O texto pretende tratar da psicanálise em pacientes que apresentam psicoses acompanhados de quadros orgânicos. Dando início a uma pesquisa clínica, buscamos diferençar psicoses enquanto fenomenologia, de psicótico definida por uma estrutura. Dando ênfase ao acolhimento ao paciente e acompanhamento aos pais na manutenção e possibilitadora do tratamento.

Unitermos: Quadros orgânicos - psicanálise – psicoses

 

Introdução:

Propomos aqui uma discussão e um levantar de questões sobre a psicanálise no tratamento em pacientes que apresentam quadros orgânicos em atendimento clínico numa instituição filantrópica.

Sigmund Freud dizia que a psicanálise só é possível se houver uma neurose especifica, a neurose de transferência, - neurose obsessiva e histeria - desta forma descartando a psicanálise nas psicoses.

Sigmund Freud, em 1914, em Introdução ao narcisismo coloca que :

" os parafrênicos, exibem duas características fundamentais: megalomania e desvio de seu interesse pelo mundo externo – de pessoas e coisas. Em conseqüência da segunda modificação – tornam-se inacessíveis à influência da psicanálise e não podem ser curados por nossos esforços" pg. 90 ESB, Vol. XIV, p 90.)

Jacques Lacan diz que existe um tratamento possível: o psicótico entra em análise e mesmo que haja interrupções se faz necessário a sua retomada.
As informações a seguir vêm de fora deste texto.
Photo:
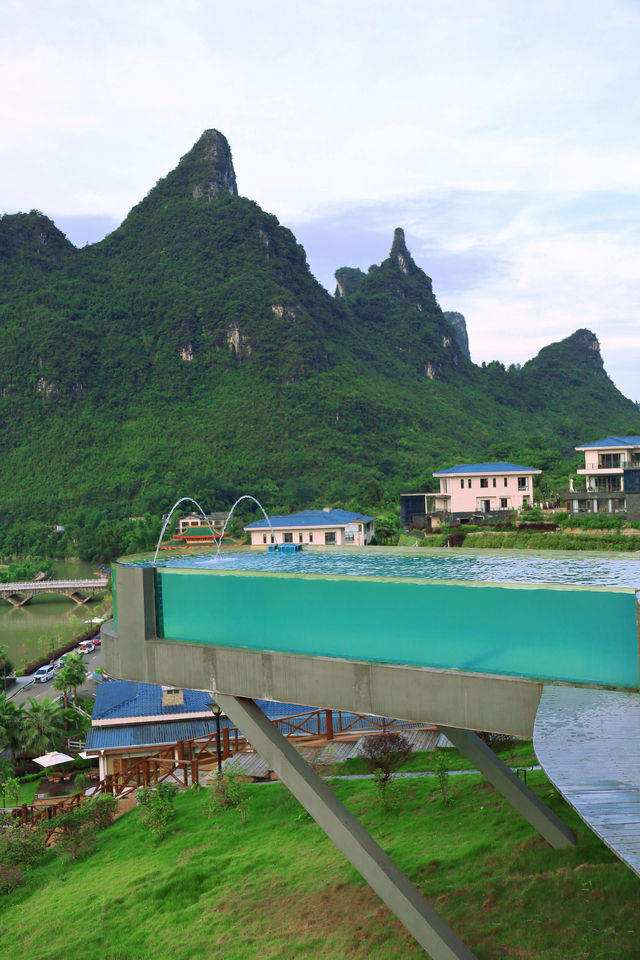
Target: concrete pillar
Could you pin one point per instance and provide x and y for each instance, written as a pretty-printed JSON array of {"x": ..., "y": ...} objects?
[
  {"x": 511, "y": 787},
  {"x": 391, "y": 885}
]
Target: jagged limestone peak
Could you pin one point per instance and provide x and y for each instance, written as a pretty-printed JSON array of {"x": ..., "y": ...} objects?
[
  {"x": 213, "y": 166},
  {"x": 204, "y": 173},
  {"x": 399, "y": 252}
]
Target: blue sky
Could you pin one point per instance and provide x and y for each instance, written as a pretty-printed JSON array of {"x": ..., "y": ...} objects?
[{"x": 504, "y": 136}]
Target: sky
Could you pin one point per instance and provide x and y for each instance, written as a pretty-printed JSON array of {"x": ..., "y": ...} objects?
[{"x": 503, "y": 135}]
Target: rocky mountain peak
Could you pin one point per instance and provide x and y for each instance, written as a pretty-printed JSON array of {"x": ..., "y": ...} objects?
[
  {"x": 211, "y": 167},
  {"x": 204, "y": 173},
  {"x": 399, "y": 252},
  {"x": 459, "y": 325}
]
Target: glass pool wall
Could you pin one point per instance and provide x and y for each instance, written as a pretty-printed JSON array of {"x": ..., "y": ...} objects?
[{"x": 371, "y": 606}]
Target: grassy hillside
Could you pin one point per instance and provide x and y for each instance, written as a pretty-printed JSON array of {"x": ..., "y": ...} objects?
[{"x": 276, "y": 888}]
Entendemos que sintomas como ansiedade e inibições são comuns em um tratamento, tratamento estes marcados pela fala do sujeito e a escuta do analista.
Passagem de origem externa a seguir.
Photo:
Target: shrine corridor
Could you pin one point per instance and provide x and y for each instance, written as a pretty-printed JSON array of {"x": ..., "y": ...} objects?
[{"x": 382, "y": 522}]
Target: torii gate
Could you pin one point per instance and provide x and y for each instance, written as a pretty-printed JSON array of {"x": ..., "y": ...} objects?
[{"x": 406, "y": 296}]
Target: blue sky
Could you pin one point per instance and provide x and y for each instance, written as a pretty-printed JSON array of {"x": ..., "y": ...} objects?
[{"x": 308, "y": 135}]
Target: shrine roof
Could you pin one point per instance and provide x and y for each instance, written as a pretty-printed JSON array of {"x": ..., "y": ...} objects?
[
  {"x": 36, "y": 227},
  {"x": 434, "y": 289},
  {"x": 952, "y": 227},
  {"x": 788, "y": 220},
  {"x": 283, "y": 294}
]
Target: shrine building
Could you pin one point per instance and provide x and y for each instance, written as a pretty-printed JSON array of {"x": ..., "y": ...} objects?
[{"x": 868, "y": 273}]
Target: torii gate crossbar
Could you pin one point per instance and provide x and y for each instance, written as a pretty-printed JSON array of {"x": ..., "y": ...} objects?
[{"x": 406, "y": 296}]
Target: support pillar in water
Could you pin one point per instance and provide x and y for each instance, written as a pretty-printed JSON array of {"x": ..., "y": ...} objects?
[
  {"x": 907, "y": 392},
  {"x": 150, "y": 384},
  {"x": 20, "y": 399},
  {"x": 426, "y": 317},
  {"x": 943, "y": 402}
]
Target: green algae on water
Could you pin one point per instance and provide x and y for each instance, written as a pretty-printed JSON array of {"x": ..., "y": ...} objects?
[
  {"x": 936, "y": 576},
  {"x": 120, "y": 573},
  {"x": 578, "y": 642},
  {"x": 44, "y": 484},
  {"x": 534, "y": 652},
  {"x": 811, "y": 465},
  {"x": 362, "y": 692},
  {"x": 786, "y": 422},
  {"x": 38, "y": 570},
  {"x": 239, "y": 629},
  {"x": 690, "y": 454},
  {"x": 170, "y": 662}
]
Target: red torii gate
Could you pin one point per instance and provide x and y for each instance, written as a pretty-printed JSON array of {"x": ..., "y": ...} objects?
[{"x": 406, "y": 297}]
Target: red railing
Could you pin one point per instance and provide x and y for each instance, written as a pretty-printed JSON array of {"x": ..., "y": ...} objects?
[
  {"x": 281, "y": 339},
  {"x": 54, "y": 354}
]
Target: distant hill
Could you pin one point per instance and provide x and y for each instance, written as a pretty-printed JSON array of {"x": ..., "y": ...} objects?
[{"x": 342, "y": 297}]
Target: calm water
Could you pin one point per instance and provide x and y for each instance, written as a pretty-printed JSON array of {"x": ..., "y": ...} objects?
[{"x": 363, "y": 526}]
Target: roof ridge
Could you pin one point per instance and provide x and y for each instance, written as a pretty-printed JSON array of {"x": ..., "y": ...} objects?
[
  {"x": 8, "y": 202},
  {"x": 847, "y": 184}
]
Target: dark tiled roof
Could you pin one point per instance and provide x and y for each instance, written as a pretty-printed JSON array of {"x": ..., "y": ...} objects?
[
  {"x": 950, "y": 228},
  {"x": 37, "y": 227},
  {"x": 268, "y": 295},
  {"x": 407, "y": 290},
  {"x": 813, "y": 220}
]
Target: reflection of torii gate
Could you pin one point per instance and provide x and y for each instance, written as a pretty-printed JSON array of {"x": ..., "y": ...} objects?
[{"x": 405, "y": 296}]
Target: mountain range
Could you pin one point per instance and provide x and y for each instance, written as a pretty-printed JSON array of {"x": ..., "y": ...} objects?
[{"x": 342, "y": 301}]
Um sujeito que não quer saber de sua própria verdade, imerso em uma fantasmática que o oprime na certeza de um absurdo imaginário. O psicótico padece de seus próprios delírios, numa realidade irreal vivida por este como real.
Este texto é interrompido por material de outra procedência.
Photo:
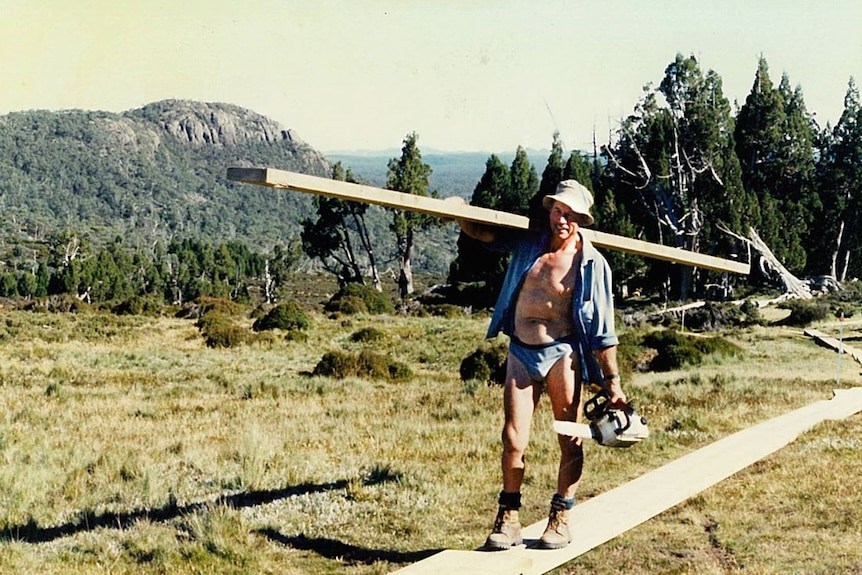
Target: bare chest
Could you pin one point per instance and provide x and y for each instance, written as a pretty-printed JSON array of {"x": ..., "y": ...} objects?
[{"x": 547, "y": 289}]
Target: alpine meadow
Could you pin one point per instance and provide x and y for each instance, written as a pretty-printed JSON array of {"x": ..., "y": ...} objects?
[{"x": 204, "y": 376}]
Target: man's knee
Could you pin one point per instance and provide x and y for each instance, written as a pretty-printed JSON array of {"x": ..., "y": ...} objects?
[{"x": 514, "y": 441}]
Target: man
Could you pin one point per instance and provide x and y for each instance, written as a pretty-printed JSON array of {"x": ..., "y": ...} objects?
[{"x": 556, "y": 306}]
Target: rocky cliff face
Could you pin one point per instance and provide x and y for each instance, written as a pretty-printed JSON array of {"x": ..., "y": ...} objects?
[{"x": 224, "y": 125}]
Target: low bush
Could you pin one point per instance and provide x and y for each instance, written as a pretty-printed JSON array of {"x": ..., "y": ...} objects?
[
  {"x": 286, "y": 316},
  {"x": 148, "y": 305},
  {"x": 222, "y": 332},
  {"x": 367, "y": 364},
  {"x": 367, "y": 335},
  {"x": 675, "y": 349},
  {"x": 487, "y": 364},
  {"x": 373, "y": 301},
  {"x": 805, "y": 312}
]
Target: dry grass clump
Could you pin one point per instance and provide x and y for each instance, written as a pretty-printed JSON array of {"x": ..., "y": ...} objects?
[{"x": 128, "y": 445}]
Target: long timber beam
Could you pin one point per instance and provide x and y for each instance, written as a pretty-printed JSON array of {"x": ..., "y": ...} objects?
[{"x": 454, "y": 210}]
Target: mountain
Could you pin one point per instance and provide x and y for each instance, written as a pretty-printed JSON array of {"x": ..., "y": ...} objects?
[
  {"x": 158, "y": 173},
  {"x": 152, "y": 173}
]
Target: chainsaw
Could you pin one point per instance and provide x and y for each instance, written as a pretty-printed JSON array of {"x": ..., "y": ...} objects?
[{"x": 608, "y": 425}]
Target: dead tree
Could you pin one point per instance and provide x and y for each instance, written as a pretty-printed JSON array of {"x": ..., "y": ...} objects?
[{"x": 771, "y": 267}]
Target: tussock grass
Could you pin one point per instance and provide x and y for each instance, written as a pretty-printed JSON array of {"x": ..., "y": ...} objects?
[{"x": 129, "y": 446}]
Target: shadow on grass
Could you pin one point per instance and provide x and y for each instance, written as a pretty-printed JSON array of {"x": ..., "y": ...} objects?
[
  {"x": 350, "y": 554},
  {"x": 89, "y": 520}
]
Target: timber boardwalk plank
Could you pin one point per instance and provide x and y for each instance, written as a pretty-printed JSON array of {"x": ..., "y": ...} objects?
[
  {"x": 455, "y": 210},
  {"x": 600, "y": 519}
]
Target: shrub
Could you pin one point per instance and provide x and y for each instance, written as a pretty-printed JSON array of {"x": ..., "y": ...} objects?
[
  {"x": 487, "y": 363},
  {"x": 373, "y": 300},
  {"x": 287, "y": 316},
  {"x": 805, "y": 312},
  {"x": 675, "y": 350},
  {"x": 220, "y": 331},
  {"x": 218, "y": 305},
  {"x": 446, "y": 310},
  {"x": 368, "y": 334},
  {"x": 139, "y": 305},
  {"x": 349, "y": 305},
  {"x": 369, "y": 364}
]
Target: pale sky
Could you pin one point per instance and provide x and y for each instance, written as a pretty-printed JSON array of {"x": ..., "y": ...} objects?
[{"x": 470, "y": 75}]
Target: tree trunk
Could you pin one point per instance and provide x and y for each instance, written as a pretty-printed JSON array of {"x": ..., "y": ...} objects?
[
  {"x": 405, "y": 278},
  {"x": 837, "y": 249}
]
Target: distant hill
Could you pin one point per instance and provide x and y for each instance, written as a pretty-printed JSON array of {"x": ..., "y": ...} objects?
[
  {"x": 453, "y": 173},
  {"x": 147, "y": 174},
  {"x": 159, "y": 172}
]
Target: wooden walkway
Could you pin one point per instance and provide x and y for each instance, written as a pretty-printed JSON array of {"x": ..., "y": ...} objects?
[{"x": 610, "y": 514}]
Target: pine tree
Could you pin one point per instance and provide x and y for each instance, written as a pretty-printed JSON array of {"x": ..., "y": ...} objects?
[
  {"x": 840, "y": 175},
  {"x": 774, "y": 142},
  {"x": 408, "y": 174},
  {"x": 474, "y": 262}
]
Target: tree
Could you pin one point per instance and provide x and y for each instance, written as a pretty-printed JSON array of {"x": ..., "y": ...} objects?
[
  {"x": 551, "y": 176},
  {"x": 474, "y": 262},
  {"x": 330, "y": 238},
  {"x": 674, "y": 166},
  {"x": 410, "y": 175},
  {"x": 774, "y": 143},
  {"x": 840, "y": 175}
]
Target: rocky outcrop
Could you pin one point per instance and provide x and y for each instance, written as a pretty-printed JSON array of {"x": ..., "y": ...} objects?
[{"x": 208, "y": 123}]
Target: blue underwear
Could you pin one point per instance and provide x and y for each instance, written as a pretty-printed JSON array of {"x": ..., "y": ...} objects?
[{"x": 539, "y": 359}]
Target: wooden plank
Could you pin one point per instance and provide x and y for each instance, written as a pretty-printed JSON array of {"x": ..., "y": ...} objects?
[
  {"x": 610, "y": 514},
  {"x": 834, "y": 344},
  {"x": 456, "y": 210}
]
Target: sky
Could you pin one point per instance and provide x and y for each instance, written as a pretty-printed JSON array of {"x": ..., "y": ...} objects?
[{"x": 464, "y": 75}]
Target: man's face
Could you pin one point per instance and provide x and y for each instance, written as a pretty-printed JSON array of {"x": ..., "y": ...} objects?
[{"x": 564, "y": 222}]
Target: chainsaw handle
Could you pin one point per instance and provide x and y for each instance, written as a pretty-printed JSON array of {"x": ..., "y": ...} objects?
[{"x": 597, "y": 405}]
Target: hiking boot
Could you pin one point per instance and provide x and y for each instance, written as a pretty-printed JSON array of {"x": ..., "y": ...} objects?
[
  {"x": 507, "y": 530},
  {"x": 556, "y": 535}
]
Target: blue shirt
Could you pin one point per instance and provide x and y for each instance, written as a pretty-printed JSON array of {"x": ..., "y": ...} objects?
[{"x": 592, "y": 297}]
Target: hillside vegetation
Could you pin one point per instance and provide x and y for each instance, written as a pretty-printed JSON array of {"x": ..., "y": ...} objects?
[{"x": 130, "y": 445}]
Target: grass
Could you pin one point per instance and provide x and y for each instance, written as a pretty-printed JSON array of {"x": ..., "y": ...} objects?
[{"x": 129, "y": 446}]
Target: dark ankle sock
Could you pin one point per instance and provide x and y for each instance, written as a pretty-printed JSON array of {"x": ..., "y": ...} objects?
[
  {"x": 510, "y": 500},
  {"x": 568, "y": 503}
]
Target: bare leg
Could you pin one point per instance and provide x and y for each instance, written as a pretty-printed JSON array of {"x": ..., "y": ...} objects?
[
  {"x": 564, "y": 390},
  {"x": 520, "y": 397}
]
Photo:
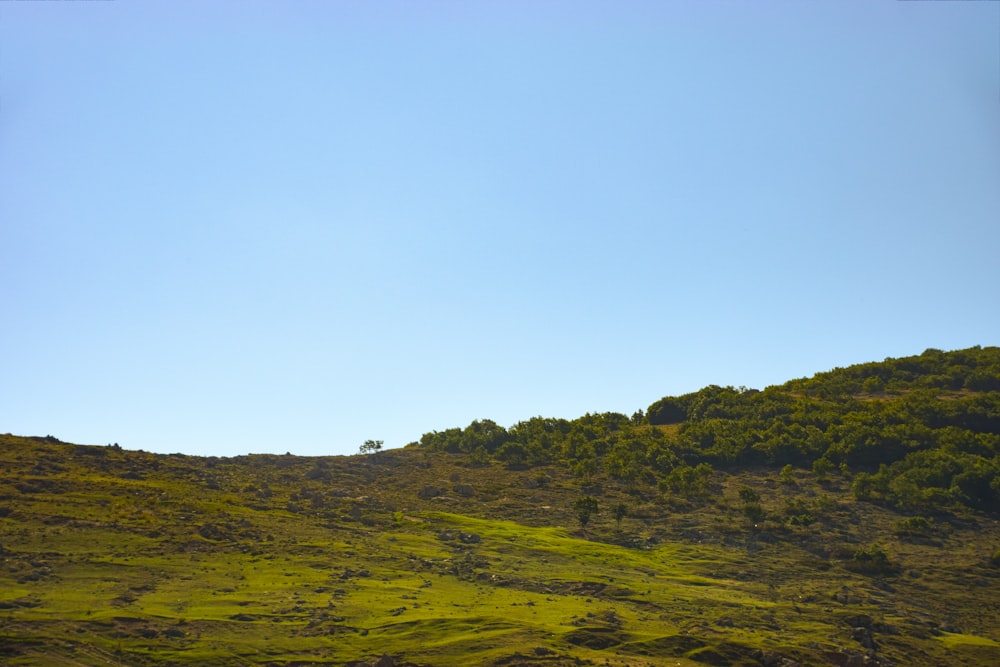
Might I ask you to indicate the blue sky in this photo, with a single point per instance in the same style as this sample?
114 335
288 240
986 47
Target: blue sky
262 226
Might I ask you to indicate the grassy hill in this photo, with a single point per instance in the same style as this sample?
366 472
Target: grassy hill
845 519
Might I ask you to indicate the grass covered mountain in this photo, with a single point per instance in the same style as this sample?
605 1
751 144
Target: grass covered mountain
845 519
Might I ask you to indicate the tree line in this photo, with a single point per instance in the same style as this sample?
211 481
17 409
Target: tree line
919 432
Então porque será que se torna problemática a psicanálise nas psicoses?

Sigmund Freud deixa um campo aberto para a pesquisa e clínica das psicoses, o que se comprova desde os seus primórdios. Psicanalistas dedicados a esta clínica deixam em evidência que a psicanálise é possível e efetiva nestas estruturas ou modos de existência. A neurose inclui uma fantasmática, palco de uma tragédia familiar, do desejo ocultado pelo sintoma, à perversão explícita no imaginário, de uma realidade psíquica conflitante no seu confronto real com a realidade concreta. Já na psicose, uma impossibilidade da relação com o mundo externo, uma realidade psíquica destruída pelo destino.

Então, a escuta de pacientes com comprometimento orgânico não passaria pelas psicoses ? A nosso questão aqui abre para a reflexão de quadros orgânicos nós exibem uma psicose que não estrutural, mas partindo do próprio quadro geral.

Em muitos casos há uma completa incapacidade do paciente de verbalizar seus anseios. Parecem indivíduos enclausurados em seus corpos anômalos, lembrando aqui muitas vezes autismos.

Desta forma propomos tratar estas patologias como psicoses e não sujeitos psicóticos. Fazendo uso de contraponto para a reflexão um caso clínico onde temos um psicose acompanhada de epilepsia

Desenvolvimento

A partir do que foi testemunhado, não somente nos atendimentos clínicos feitos por nós, mas como também em paciente atendidos pela instituição. Encontramos nestes pacientes, danos reais neurológicos, psicomotricidade comprometida e discursos referentes a sujeitos psicóticos.

A questão é de que se trata de uma deficiência, que ocultaria um sujeito na sua articulação possível dentro da linguagem. Até que ponto um tratamento se torna benéfico ou ao pior ?

Para que este sujeito, em meio a todas as suas limitações, possa falar, fazendo uso dos recursos que melhor lhe aprouver, ou seja, fazer uso de instrumentos, tais como lápis, papel, brinquedos, objetos, afim de que se presentifique o surgimento do discurso tornando possível a construção de uma fantasmática e sua travessia.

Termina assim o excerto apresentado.